Da Sucata à Glória: Uma Restauração Épica
Abandonado por mais de 20 anos em um ferro-velho britânico nos anos 1970, o carro foi resgatado por um restaurador de pianos - profissão que se provaria profética. Usando habilidades em marcenaria fina, o proprietário reconstruiu o framework de freixo original, preservando o máximo possível da madeira centenária, enquanto atualizava pisos, fiação e estofamento. Nos anos 1990, após uma década de trabalho meticuloso, o Shooting Brake voltou às estradas, pintado em verde clássico com rodas de arame de 16 polegadas calçadas em pneus Firestone, e adornado por uma lanterna de neblina Notek central. Documentado com recibos, certificados MOT e anotações de historiadores da marca, ele acumulou uma pasta espessa de comprovantes, tornando-se uma relíquia certificada.
Recentemente, o veículo cruzou o Atlântico para os EUA, onde foi oferecido pela Hyman Ltd., em St. Louis, Missouri - revendedor de clássicos que o descreve como “confiável e fácil de manter, graças ao suporte global de peças Ford”. Em março de 2024, ele foi arrematado por 43.210 dólares em um leilão da Bring a Trailer, atraindo colecionadores fascinados por sua unicidade. “É um carro que vira cabeças em qualquer evento de Fords antigos ou woody wagons”, comentou um historiador da Jensen Owners Club. Com quilometragem baixa pós-restauração e manutenção impecável, ele roda suavemente, evocando o ‘milagre econômico’ pré-guerra da Grã-Bretanha.
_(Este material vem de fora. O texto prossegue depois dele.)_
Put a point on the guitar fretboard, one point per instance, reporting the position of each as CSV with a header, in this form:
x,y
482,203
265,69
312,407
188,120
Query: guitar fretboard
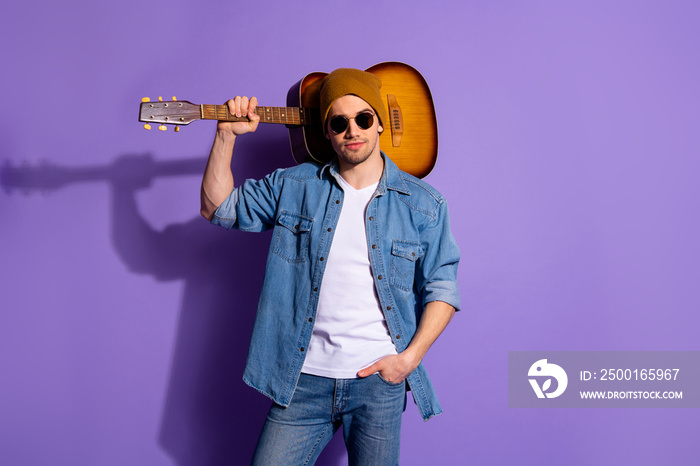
x,y
283,115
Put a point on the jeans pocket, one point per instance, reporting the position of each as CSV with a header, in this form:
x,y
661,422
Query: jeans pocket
x,y
391,384
404,255
292,233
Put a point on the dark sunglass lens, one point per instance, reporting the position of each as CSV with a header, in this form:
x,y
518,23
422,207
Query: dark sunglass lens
x,y
338,124
364,120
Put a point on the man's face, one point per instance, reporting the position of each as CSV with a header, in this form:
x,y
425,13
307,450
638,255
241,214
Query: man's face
x,y
354,145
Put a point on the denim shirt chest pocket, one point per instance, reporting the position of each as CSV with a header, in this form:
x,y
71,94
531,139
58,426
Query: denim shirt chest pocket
x,y
404,255
292,234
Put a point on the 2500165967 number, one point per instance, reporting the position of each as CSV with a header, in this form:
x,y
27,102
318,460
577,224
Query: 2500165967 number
x,y
639,374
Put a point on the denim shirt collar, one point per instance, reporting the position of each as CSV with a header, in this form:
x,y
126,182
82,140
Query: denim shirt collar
x,y
391,179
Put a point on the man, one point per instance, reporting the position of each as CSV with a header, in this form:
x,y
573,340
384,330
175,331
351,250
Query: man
x,y
360,281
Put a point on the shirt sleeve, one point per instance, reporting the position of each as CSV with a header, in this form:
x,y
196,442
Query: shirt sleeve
x,y
436,276
251,206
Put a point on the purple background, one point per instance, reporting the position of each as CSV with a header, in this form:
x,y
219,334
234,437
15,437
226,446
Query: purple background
x,y
568,152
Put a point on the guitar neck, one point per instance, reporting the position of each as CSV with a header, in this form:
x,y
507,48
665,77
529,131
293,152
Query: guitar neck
x,y
283,115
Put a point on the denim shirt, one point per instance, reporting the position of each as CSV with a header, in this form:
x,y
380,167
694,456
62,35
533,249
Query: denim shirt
x,y
412,253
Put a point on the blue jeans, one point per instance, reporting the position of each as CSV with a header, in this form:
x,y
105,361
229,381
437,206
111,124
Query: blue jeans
x,y
369,410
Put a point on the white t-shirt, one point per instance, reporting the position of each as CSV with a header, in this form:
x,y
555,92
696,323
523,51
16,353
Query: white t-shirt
x,y
350,332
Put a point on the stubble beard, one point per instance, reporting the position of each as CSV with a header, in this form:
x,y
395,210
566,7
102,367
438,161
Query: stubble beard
x,y
356,157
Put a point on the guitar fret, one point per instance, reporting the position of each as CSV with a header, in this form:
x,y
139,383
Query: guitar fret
x,y
284,115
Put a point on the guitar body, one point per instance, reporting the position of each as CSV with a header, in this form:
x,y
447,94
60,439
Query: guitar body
x,y
409,104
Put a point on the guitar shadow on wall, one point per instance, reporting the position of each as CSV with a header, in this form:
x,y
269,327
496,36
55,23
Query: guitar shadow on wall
x,y
210,417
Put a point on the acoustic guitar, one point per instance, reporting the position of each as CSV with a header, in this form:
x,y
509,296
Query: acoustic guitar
x,y
409,138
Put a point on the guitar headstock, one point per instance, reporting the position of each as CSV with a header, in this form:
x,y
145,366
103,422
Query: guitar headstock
x,y
175,112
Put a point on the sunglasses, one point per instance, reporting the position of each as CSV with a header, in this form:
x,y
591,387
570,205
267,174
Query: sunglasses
x,y
339,124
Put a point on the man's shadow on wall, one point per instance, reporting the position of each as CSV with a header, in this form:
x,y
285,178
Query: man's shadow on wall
x,y
210,417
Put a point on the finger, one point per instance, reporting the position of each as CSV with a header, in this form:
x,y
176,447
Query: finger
x,y
231,106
Legado: Da Caça à Cultura Pop
O Jensen-Ford Shooting Brake não foi apenas um capricho dos Jensen - ele prefigurou a identidade da marca, que misturaria estilo britânico com V8s americanos até o fechamento em 1976. Modelos posteriores, como o Interceptor de 1966, ecoariam essa herança de luxo acessível e performance bruta. Hoje, em uma era de SUVs elétricos padronizados, esse sobrevivente solitário lembra o apelo atemporal dos ‘brakes’: veículos que transformavam a mobilidade em aventura. Como disse Richard Jensen certa vez, “Fazíamos carros para durar, não para envelhecer”. Nove décadas depois, seu Shooting Brake prova o ponto - um ícone verdejante, pronto para novas caçadas nas estradas modernas. Para colecionadores, ele não é história: é o próximo capítulo de uma saga imortal.